Mutua’s book may have been penned in 2002, but his fear of America’s unyielding power and influence was to become a reality exactly a year later when US-led forces invaded Iraq in purported search of weapons of mass destruction – selling it to the American public with noble promises of “liberation” and “democracy”.
Mutua’s ruminations were also published before the global phenomenon of Kony 2012 but he hits the nail on the head when he says “what the high school or college student ought to realise is that his or her zeal to save others – even from themselves – is steeped in Western and European history”.
He singles out the practice of female genital mutilation numerous times throughout as an example that taps into “Western stereotypes of barbaric natives in the dark continent”. To be clear, Mutua calls for the practice to be either modified or discarded, but in a way that does not make its practitioners hateful of their culture of themselves.
“The zealotry of the current rhetoric gives no room for such a considered intracultural, or intercultural, dialogue and introspection.”
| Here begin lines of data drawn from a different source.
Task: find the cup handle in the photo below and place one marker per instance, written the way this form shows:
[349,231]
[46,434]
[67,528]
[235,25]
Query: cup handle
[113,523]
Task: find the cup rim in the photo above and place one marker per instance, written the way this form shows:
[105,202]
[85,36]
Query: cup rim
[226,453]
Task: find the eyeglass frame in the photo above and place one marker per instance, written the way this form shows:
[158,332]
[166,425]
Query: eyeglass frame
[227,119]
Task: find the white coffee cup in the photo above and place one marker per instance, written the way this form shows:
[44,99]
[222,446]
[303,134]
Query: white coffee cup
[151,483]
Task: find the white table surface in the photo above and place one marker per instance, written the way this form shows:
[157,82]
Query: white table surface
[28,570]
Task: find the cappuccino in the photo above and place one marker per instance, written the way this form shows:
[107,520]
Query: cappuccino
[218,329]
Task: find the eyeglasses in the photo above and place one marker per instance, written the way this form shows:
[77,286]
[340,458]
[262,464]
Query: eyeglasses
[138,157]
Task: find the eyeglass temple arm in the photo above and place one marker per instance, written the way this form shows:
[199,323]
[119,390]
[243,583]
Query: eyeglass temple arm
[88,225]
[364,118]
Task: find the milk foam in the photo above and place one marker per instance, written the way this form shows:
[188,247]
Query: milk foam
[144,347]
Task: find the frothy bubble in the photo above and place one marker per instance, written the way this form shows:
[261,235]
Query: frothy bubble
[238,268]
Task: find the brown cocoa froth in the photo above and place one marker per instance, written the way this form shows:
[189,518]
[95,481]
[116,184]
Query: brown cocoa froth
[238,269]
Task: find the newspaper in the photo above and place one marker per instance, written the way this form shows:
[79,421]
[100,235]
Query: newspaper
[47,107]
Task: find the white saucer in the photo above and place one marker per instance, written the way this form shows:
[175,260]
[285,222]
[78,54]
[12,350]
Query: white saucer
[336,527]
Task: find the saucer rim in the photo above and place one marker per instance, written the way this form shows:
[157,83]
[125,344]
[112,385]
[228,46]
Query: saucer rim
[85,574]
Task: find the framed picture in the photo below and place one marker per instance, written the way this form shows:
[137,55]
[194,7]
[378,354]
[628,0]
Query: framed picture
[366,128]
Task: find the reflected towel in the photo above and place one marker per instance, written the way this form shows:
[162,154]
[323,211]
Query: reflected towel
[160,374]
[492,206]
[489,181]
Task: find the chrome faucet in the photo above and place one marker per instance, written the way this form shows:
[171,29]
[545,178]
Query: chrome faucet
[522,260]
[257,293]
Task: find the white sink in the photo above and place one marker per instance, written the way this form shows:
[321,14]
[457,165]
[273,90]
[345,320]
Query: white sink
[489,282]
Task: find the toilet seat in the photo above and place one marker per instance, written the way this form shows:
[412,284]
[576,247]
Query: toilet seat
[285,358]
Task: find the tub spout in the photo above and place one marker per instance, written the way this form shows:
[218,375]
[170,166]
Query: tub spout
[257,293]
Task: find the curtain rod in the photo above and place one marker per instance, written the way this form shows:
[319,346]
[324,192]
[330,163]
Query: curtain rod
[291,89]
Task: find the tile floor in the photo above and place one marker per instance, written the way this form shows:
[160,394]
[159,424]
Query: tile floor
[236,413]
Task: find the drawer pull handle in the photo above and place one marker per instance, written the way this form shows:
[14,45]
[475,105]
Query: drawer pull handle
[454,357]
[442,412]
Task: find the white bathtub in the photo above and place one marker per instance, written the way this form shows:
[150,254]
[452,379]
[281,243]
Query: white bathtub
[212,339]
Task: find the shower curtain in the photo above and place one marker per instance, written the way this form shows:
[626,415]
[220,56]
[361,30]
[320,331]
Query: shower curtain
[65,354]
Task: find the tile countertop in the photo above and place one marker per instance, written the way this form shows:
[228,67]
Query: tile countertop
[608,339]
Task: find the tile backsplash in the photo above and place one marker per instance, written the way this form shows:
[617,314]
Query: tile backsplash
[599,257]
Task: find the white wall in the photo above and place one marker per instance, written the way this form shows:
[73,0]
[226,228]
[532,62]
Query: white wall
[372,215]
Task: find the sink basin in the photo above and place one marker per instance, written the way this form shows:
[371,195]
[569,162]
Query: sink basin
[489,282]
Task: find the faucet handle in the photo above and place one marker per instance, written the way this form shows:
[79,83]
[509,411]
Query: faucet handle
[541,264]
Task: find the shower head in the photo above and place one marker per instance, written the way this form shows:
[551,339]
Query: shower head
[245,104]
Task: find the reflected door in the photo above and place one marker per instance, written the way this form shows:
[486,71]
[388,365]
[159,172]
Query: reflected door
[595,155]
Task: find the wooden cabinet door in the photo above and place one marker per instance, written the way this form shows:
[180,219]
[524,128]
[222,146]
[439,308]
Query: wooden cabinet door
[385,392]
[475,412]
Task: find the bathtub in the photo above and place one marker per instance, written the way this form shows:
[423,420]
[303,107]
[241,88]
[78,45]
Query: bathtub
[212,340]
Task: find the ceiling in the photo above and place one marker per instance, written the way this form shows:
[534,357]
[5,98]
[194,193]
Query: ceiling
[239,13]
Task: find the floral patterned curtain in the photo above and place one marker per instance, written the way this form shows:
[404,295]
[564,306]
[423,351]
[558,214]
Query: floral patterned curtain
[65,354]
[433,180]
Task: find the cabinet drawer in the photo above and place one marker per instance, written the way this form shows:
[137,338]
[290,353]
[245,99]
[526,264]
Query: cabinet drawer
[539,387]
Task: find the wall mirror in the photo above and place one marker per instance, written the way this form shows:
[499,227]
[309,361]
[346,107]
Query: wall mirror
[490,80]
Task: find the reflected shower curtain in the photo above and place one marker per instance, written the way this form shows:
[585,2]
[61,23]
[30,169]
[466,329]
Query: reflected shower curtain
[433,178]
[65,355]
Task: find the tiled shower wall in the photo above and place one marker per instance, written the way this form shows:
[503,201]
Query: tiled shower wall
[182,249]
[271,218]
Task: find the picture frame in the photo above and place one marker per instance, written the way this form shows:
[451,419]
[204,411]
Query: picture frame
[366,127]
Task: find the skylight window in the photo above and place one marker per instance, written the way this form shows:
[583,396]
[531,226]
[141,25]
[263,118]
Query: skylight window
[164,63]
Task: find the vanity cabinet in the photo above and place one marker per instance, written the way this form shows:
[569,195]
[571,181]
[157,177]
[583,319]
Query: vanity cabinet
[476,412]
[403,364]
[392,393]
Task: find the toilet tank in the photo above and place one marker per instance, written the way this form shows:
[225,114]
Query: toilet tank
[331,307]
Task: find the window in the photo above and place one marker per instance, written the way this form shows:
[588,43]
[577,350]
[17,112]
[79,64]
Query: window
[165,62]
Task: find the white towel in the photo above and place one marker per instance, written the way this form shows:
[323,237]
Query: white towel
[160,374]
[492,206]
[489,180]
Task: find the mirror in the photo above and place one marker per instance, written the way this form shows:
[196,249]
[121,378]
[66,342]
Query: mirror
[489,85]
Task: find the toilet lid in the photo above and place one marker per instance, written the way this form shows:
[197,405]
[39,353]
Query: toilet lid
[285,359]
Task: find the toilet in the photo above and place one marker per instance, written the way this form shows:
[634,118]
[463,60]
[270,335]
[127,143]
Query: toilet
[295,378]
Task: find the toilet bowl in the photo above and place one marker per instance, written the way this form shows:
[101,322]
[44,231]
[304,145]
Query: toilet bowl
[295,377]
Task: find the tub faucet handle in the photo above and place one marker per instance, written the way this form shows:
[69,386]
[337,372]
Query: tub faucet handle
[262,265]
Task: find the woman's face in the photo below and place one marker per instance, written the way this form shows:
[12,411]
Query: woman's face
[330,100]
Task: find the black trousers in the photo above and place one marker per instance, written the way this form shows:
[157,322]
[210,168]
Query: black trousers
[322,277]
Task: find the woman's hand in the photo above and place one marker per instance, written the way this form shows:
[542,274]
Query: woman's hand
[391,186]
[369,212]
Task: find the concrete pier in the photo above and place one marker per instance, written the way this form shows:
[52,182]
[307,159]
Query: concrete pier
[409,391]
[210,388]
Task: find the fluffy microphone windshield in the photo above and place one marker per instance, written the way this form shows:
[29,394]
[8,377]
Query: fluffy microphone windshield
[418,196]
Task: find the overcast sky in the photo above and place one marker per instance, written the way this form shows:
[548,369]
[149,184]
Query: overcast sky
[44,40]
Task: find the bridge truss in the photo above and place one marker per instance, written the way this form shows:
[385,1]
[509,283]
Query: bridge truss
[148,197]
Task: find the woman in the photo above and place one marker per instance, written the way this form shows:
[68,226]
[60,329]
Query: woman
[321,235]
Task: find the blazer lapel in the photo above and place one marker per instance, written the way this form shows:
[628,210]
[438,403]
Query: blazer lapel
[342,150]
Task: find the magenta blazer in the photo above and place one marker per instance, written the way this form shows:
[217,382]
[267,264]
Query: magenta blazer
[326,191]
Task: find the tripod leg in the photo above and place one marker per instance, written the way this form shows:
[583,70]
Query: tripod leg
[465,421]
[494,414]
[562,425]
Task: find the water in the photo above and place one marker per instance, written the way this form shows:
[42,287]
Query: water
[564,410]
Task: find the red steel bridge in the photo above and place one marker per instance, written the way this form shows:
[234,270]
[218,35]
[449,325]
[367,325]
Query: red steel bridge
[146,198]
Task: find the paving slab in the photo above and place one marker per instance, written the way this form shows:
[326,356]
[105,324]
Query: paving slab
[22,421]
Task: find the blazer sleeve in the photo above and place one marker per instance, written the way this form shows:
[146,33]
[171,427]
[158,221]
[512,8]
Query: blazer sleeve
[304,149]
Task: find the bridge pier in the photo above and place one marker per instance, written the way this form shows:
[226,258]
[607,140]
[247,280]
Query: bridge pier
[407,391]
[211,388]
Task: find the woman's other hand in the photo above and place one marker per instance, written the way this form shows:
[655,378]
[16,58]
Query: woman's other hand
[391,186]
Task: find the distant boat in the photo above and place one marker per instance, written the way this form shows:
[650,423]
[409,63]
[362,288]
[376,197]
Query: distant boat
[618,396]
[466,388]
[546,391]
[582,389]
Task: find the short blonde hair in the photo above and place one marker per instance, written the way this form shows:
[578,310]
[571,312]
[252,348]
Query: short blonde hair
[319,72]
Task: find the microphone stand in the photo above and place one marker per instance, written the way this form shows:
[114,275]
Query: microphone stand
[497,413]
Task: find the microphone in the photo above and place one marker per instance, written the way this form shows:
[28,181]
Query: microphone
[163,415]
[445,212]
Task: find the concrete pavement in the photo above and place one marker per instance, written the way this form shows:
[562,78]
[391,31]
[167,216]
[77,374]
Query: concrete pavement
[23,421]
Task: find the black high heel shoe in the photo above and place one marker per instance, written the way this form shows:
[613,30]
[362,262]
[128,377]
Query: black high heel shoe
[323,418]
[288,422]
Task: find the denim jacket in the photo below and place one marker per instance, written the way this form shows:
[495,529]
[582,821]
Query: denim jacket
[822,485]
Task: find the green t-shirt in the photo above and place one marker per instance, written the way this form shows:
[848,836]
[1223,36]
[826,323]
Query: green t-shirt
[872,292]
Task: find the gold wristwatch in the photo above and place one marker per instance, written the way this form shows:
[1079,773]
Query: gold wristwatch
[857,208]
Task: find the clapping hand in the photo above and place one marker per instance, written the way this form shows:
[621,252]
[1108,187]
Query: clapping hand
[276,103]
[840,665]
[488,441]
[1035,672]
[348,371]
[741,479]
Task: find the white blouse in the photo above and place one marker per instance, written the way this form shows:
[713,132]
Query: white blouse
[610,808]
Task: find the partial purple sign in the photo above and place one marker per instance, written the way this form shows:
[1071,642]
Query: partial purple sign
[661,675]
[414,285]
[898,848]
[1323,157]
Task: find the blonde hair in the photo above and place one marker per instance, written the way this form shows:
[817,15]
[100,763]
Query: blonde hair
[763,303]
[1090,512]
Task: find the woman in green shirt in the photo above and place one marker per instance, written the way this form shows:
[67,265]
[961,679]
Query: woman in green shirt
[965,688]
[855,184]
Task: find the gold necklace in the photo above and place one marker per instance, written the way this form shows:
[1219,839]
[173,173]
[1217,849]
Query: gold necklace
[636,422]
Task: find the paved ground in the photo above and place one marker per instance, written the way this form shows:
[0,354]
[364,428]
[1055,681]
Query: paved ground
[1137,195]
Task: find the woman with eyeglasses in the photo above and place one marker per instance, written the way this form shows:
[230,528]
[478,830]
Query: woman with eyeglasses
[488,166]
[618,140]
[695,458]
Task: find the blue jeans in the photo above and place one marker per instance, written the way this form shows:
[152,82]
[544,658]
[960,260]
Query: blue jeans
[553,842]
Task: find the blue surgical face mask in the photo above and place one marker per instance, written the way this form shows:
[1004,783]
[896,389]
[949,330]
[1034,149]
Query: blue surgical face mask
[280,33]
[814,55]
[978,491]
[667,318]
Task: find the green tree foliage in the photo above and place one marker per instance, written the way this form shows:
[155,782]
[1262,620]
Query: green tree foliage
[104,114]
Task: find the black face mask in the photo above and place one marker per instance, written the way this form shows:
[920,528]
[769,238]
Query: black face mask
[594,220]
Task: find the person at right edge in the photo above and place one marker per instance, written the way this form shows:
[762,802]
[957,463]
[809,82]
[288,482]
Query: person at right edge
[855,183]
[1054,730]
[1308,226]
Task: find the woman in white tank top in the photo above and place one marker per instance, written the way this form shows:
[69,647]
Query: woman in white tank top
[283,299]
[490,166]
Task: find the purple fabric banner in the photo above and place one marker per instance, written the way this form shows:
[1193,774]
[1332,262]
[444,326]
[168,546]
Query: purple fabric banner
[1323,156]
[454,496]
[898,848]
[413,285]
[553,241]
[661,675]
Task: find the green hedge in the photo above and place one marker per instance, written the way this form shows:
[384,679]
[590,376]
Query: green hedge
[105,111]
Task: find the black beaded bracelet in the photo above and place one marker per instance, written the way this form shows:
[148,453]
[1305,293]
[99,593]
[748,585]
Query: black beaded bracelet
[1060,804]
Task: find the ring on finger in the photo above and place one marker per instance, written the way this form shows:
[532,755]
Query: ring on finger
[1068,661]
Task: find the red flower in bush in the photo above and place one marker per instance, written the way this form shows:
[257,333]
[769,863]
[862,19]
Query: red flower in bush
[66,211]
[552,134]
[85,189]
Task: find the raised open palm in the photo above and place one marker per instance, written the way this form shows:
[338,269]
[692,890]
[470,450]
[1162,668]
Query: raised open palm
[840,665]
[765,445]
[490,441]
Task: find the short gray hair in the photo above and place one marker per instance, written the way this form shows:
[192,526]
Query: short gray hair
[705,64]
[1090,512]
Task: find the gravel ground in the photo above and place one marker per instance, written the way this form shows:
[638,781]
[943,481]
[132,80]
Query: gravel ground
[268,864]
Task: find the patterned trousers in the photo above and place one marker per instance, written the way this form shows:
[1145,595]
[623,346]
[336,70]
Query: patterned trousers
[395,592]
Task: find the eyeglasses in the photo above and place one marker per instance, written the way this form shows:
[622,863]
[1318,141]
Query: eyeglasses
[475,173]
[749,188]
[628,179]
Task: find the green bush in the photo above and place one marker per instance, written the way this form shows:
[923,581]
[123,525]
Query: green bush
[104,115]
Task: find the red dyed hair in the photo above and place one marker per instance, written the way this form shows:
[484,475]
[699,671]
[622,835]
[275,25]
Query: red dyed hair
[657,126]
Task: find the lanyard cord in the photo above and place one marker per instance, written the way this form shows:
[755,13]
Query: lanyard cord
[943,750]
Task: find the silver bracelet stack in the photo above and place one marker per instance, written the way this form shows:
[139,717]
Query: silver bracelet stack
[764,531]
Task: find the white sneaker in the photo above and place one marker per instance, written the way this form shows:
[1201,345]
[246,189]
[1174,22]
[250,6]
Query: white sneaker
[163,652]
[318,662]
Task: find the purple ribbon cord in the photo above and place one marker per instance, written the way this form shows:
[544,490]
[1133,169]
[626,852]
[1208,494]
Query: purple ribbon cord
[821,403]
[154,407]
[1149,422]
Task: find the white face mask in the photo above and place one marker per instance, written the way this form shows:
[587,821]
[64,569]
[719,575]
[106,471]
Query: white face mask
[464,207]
In the first half of the book, Mutua concentrates on what constitutes the human rights narrative as well as the different types of human rights practitioners, but proceeds to concentrate on the African fingerprint in the second half and how the onset of colonisation coupled with the current human rights framework have failed the continent as it tethers on the brink of “political and economic collapse”.
At the heart of second half is a call for a different, nuanced human rights movement that marries the African worldview that places the individual within the community with European theories of individualism and social contract.
“Individual rights cannot make sense in a social and political vacuum, devoid of the duties assumed by individuals. This appears to be more true of Africa than any other place. The individualist, narrow formulation of human rights is ill-suited for the African political and cultural universe.”
Mutua’s book is as relevant in 2002 as it is today as he picks out troubling tendencies in the international human rights movement. Whether the cultural pluralism that Mutua advocates comes to fruition remains to be seen, but Human Rights: A Political and Cultural Critique is a searing critique of the human rights movement that forces us to re-examine our worldview and knee-jerk human rights strategies, and whether it is indeed possible to oppose a human rights violation without becoming insensitive to the dignity of the very people we seek to protect.